The second space I think generative AI has an interesting national security lens in the counter mis/dis/malinformation space. The scary thing about increasing accuracy around AI generated content is its potential to be a tool for misinformation by adding “veracity” to misinformation. The ability of threat actors to rapidly generate misinformation and incept these ideas in the public consciousness is wildly amplified by generative AI tools and countering these potential narratives is an important consideration for national security customers. In the digital age, companies like Dataminr played a critical role in conducting sentiment analyses and monitoring real-time risk. In the age of generative AI, there’s a larger surface area for this misinformation and potential for startups to enter the space as tailored solutions for reducing cyber-risk, information-risk, or decision making risk associated with misinformation.
On a topic as dense as AI and Autonomous systems, I don’t think I’ve even scratched the surface. To be honest, there’s probably a separate substack that someone can write just on all the applications of AI that we haven’t covered: Neuromorphic AI, AI Engineering, Cloud & Edge AI, etc. just to name a few.
The one thing that I do think underscores all these applications is an emphasis on trust. In fact, USD(R&E) calls this technology area “Trusted AI & Autonomy.” Yet, in CSET’s analysis on US Military spending on AI, only 39 out of 1,076 components classified as AI or Autonomy mentioned the word “trust.” While policy guidance on the use of AI has continued to evolve, there is still a lot of work to be done from the government and from the commercial sector on instilling trust in AI systems. Reducing bias and developing fidelity in AI systems is critical toward not only ensuring their adoption but in stewarding responsible use of these platforms.

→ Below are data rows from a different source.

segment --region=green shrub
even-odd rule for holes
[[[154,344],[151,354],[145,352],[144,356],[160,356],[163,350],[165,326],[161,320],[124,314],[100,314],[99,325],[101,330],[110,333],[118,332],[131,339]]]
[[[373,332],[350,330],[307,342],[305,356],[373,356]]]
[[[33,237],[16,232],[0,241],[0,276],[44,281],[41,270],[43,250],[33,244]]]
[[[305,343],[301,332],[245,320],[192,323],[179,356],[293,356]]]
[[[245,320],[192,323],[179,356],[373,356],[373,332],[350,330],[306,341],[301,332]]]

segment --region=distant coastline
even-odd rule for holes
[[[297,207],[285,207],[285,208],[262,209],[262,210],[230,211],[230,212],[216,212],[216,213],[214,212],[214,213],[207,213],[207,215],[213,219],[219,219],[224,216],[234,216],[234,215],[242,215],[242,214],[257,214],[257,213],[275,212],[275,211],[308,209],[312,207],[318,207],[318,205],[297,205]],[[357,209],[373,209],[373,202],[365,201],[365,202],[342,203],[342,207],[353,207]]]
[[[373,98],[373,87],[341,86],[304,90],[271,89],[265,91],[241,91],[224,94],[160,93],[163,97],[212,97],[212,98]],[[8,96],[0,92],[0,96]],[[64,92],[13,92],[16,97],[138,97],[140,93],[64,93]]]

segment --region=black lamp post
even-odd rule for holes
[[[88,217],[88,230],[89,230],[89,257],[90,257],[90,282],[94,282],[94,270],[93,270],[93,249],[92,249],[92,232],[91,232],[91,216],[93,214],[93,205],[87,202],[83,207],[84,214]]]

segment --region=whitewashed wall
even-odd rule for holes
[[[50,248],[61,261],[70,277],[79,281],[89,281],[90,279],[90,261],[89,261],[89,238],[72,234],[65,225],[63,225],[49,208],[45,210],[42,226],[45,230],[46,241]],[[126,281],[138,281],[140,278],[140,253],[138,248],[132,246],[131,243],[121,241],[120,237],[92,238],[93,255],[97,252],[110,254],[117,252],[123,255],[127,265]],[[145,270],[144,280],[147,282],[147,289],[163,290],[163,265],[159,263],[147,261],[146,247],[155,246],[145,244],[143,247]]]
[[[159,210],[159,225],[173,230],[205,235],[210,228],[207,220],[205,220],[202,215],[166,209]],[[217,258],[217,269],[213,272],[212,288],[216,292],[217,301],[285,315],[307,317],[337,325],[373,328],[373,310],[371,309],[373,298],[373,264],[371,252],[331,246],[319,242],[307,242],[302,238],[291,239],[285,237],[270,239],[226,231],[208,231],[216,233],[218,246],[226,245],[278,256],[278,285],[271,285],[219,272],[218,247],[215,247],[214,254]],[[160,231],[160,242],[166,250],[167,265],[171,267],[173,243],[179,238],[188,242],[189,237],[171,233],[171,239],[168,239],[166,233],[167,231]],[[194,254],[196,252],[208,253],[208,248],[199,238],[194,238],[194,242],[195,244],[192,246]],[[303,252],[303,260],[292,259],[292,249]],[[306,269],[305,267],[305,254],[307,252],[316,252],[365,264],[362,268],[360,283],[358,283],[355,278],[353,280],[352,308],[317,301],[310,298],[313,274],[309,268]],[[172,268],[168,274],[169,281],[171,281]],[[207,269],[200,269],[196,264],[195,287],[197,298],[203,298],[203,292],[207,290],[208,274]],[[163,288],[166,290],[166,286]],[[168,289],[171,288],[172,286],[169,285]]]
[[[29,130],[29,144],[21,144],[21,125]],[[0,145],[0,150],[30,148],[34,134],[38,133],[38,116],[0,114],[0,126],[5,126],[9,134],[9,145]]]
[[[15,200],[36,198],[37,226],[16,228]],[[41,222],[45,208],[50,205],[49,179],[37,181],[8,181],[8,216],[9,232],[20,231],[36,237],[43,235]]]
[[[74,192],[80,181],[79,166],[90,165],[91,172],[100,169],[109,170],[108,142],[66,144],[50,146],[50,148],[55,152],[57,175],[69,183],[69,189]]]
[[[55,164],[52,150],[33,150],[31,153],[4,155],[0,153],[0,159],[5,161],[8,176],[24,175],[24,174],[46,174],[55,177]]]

In the last few weeks, several technology leaders signed on to a letter calling for a pause on AI development while some of these issues surrounding trust and impact of AI systems are evaluated. While perhaps well intentioned, this would be a mistake. Developing standards, not just in coordination with industry, but driven by industry leaders is crucial toward securing unbiased development of AI. Like standards on privacy or cybersecurity, public-private cooperation is required on standards but this must be done without a pause in development, which will only allow adversaries to gain an edge on this foundational capability of the digital age.
I realize there’s still much to be said here but for, as always: What did I miss? What can be better?